📜 ⬆️ ⬇️

Regular network based point clustering


In this article I will consider two algorithms, the first one is clustering directly, the second one is building a cluster contour in the form of a convex polygon, an applied task for improved perception of the result obtained.


Clustering


In general, the comics with this area is rather superficial, so it is quite expected that such an algorithm exists for a long time and is somehow named, if anyone knows, please enlighten.

Input data


For the algorithm to work effectively, the following condition should be met:
R <2 ^ k, or modify the algorithm.
')
Algorithm

  1. Comparison of coordinates of points with regular network cells.
    Xr = x >> k
    Yr = y >> k, where k is the grid coefficient, >> is the bitwise offset. Due to the absence of a division operation, this step yields a good speed gain. The result of this step will be a dictionary of the form:
    [network cell coordinates]: [links to points related to this cell]
  2. Building clusters in one pass over the points:
    • The next point is taken if it is not tied to the cluster, a new cluster is created and the point is added to it, the link to the cluster is affixed to the point itself.
    • A list of cells is taken into it: a cell with a dot and its neighbors.
    • All points in the cells from the list are searched.
    • There is a distance between the current point and the one being checked from the list, if the distance is <= R then two cases are possible.
      • the checked point does not enter the cluster yet => the point is entered into the same cluster where the current point is located
      • the checked point already belongs to some cluster other than the current => a cluster with a large number of points absorbs a cluster with a smaller one.

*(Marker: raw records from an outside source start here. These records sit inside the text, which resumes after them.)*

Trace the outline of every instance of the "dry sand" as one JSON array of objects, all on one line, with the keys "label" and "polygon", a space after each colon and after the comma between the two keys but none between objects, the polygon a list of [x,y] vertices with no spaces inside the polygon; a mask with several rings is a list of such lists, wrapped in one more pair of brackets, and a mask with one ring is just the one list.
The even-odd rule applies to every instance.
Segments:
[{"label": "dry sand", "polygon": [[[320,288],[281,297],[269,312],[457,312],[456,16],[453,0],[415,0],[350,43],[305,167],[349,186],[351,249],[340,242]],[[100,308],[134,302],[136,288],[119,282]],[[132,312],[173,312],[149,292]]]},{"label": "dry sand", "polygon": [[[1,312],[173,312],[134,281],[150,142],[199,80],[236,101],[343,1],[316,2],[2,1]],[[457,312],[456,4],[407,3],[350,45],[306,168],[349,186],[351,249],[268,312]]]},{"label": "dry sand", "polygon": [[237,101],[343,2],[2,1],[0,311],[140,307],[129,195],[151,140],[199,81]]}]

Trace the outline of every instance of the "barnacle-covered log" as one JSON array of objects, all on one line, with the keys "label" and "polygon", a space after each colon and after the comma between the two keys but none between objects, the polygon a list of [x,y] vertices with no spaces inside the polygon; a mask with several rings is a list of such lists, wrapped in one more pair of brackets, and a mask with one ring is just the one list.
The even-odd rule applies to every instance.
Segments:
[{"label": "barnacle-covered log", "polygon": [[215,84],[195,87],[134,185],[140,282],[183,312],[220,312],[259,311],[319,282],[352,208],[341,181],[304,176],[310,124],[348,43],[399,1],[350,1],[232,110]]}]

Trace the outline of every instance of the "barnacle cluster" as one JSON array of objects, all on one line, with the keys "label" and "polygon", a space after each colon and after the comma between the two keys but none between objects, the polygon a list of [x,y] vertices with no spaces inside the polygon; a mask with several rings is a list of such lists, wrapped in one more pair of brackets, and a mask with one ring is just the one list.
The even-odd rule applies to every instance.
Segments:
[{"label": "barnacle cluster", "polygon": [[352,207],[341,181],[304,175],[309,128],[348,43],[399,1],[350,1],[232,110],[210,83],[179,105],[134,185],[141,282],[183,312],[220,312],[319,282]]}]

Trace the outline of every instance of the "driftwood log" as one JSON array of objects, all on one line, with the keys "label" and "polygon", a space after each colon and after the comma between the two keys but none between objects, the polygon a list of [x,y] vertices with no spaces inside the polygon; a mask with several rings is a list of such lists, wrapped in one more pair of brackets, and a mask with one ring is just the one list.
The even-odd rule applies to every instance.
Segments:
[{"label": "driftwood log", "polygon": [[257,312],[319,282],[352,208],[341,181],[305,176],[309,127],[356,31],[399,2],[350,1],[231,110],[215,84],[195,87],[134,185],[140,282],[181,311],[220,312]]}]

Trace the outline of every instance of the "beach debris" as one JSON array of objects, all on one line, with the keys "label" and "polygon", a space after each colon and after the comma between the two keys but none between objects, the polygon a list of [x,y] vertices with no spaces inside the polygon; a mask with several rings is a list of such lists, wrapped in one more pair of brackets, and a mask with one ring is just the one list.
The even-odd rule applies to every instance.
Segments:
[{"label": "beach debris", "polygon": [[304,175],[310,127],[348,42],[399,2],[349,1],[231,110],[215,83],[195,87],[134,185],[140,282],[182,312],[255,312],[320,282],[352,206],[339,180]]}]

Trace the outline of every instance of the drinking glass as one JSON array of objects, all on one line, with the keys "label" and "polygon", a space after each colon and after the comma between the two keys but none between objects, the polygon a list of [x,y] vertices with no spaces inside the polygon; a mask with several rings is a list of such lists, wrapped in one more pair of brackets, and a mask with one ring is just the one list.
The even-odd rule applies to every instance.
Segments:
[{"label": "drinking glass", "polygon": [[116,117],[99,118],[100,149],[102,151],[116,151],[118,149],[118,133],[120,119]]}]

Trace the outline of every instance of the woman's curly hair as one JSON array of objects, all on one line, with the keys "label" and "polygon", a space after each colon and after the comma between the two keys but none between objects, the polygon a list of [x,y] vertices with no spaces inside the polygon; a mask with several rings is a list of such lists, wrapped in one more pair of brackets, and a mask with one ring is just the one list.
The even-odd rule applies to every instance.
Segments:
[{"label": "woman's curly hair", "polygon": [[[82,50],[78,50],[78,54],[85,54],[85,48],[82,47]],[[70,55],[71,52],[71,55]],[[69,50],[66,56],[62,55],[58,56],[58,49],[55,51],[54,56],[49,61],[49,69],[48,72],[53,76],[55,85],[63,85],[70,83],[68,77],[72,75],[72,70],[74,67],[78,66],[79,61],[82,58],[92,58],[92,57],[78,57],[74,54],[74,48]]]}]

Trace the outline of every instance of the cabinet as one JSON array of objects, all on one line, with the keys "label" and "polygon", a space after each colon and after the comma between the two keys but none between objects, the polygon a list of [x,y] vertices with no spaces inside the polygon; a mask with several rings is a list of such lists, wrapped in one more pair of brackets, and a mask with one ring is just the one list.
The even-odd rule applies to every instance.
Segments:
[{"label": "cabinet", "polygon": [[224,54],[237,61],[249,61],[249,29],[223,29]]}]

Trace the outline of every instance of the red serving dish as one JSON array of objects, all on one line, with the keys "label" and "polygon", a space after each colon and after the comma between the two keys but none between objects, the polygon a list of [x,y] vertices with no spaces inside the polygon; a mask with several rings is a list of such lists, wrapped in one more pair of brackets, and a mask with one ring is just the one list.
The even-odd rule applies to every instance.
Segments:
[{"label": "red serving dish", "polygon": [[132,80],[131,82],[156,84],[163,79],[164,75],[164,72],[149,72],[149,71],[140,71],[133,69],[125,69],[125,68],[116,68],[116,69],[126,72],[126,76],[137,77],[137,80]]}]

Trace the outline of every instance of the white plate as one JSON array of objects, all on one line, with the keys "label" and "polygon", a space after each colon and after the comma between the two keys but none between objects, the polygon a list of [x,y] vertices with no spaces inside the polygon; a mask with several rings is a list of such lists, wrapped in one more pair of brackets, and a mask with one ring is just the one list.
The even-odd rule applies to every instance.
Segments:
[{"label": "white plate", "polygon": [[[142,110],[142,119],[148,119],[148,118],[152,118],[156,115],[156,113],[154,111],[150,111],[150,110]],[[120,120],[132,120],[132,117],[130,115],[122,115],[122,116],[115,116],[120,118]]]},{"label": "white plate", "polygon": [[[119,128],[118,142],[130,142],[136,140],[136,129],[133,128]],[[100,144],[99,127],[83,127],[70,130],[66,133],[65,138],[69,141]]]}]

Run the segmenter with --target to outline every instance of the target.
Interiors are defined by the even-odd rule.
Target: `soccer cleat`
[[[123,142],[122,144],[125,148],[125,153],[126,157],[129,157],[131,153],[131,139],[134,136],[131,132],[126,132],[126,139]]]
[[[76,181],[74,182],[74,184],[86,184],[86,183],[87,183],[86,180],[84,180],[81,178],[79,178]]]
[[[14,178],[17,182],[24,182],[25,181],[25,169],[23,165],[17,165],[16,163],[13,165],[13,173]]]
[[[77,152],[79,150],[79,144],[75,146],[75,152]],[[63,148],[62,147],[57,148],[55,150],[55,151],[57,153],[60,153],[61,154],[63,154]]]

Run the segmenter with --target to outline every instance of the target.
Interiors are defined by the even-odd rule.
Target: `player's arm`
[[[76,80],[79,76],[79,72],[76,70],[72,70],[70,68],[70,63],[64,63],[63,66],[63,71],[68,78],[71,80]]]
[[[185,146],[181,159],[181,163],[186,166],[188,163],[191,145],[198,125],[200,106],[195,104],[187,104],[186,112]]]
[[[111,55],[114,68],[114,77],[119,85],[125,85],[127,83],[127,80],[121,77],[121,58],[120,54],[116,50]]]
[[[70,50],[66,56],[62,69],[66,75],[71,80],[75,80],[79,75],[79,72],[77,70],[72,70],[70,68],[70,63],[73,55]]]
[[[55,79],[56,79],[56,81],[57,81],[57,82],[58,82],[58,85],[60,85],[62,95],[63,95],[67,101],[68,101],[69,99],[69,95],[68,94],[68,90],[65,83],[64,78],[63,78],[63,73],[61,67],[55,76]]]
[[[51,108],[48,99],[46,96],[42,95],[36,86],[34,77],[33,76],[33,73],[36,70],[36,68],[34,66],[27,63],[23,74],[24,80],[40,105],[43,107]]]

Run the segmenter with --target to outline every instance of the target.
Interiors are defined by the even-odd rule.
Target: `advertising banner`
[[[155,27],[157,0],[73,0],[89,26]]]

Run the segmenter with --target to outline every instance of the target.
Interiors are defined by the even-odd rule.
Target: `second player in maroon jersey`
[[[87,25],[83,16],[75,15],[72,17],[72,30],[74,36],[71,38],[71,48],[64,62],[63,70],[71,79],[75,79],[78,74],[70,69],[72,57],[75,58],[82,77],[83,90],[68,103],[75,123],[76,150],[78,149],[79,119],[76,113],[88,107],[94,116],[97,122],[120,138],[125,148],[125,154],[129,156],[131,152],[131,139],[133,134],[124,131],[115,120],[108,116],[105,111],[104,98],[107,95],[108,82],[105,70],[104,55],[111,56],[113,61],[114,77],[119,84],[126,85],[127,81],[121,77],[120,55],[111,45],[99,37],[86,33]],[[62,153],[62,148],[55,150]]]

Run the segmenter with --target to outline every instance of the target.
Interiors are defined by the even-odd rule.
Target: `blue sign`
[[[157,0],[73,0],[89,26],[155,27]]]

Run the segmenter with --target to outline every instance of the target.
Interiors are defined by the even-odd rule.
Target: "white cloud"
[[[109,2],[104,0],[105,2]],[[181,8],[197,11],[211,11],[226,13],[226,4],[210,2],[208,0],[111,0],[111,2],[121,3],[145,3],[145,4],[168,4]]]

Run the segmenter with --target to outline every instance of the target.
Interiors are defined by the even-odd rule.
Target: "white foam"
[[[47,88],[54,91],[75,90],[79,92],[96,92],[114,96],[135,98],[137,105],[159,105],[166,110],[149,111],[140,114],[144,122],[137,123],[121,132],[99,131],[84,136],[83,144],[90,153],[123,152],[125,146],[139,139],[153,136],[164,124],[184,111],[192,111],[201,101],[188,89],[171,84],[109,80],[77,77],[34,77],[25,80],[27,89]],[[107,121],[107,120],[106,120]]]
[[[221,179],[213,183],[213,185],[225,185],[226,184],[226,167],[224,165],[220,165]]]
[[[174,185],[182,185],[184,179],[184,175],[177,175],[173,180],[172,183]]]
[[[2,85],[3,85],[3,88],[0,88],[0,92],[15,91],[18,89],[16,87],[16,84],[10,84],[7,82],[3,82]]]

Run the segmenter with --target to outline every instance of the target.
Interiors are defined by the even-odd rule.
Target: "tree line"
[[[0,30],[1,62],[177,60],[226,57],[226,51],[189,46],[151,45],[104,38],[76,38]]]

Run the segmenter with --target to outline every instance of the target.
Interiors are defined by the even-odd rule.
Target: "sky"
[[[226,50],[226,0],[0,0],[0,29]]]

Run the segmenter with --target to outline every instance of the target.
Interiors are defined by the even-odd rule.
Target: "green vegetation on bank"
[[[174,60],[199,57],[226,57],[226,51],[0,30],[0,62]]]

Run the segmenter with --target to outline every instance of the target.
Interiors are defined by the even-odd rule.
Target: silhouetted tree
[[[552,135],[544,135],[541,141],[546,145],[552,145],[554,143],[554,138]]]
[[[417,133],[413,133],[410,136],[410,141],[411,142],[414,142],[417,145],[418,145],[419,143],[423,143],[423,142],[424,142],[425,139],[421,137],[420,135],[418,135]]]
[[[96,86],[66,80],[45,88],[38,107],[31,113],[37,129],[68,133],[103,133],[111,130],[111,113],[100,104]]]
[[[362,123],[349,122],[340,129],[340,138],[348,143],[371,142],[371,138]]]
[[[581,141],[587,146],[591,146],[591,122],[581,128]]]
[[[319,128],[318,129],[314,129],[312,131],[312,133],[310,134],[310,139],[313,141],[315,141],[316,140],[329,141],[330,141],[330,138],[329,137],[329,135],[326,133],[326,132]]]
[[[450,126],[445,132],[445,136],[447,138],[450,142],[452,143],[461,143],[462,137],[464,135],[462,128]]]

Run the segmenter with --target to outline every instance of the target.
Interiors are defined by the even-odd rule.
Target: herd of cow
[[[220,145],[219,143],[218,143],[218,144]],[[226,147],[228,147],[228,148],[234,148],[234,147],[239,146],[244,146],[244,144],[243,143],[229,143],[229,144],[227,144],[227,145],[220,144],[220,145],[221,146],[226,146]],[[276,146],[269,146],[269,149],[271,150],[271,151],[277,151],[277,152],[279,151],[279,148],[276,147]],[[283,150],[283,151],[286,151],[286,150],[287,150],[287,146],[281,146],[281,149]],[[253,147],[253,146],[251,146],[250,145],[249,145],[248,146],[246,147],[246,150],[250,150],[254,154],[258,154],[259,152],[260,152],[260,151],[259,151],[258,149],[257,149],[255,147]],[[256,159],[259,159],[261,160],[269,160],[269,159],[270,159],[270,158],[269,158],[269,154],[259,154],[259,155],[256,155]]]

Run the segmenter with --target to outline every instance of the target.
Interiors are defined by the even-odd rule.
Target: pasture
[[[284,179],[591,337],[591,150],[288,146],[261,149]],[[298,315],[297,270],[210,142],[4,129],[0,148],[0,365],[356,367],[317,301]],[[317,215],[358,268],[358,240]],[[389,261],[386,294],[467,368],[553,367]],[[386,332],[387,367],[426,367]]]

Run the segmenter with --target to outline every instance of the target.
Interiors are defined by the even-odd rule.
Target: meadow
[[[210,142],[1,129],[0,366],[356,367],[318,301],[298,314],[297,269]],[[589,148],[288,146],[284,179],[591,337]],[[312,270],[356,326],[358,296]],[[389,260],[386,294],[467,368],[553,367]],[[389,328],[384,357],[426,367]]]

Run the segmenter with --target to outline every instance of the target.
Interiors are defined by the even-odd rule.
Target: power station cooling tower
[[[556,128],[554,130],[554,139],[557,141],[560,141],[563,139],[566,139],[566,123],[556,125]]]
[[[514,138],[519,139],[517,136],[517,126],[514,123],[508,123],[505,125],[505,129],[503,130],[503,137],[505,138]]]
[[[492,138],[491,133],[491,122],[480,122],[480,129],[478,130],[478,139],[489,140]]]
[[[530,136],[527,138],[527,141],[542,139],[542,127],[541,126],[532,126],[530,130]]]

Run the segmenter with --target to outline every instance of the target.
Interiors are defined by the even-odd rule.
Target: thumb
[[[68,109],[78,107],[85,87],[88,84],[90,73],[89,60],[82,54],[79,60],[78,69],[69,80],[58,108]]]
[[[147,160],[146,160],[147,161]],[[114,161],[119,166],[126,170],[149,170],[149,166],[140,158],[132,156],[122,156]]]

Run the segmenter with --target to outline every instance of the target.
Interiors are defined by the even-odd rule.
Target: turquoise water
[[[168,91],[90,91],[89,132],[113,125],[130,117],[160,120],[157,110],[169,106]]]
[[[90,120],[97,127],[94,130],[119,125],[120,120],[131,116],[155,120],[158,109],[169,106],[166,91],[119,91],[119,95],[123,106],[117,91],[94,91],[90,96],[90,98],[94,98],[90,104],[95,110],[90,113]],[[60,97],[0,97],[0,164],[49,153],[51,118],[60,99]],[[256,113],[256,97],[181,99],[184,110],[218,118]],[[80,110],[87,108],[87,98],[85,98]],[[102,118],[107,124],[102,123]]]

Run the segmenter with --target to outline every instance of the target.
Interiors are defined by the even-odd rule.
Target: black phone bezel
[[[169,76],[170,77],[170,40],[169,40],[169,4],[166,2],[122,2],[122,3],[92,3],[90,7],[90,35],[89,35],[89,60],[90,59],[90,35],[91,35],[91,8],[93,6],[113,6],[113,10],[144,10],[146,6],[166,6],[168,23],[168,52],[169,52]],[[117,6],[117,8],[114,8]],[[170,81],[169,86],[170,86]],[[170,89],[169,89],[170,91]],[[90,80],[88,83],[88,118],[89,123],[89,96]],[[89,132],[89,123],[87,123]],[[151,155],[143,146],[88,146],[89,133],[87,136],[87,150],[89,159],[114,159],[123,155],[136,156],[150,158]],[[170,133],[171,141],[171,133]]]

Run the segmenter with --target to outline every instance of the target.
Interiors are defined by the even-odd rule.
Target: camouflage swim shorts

The result of the work will be a set of clusters in each of which the distance between the points does not exceed R, like this:

Or more clearly as follows:


Points of one cluster are marked with one color.

Circuit


It works, but you want to look at the result in a more attractive form, the easiest way, to select a clatter with an outline, preferably in the form of a convex polygon.
The main tool is a three-point vector multiplication:
public static int CrossLinePoint(ClusterPoint l1, ClusterPoint l2, ClusterPoint p) { return (pX - l2.X) * (l2.Y - l1.Y) - (pY - l2.Y) * (l2.X - l1.X); } 

If the result of the function is less than 0, then the bend at the middle point goes clockwise, if it is greater than 0, then against, if it is 0, there is no bend. The value itself is not important, only the sign is important.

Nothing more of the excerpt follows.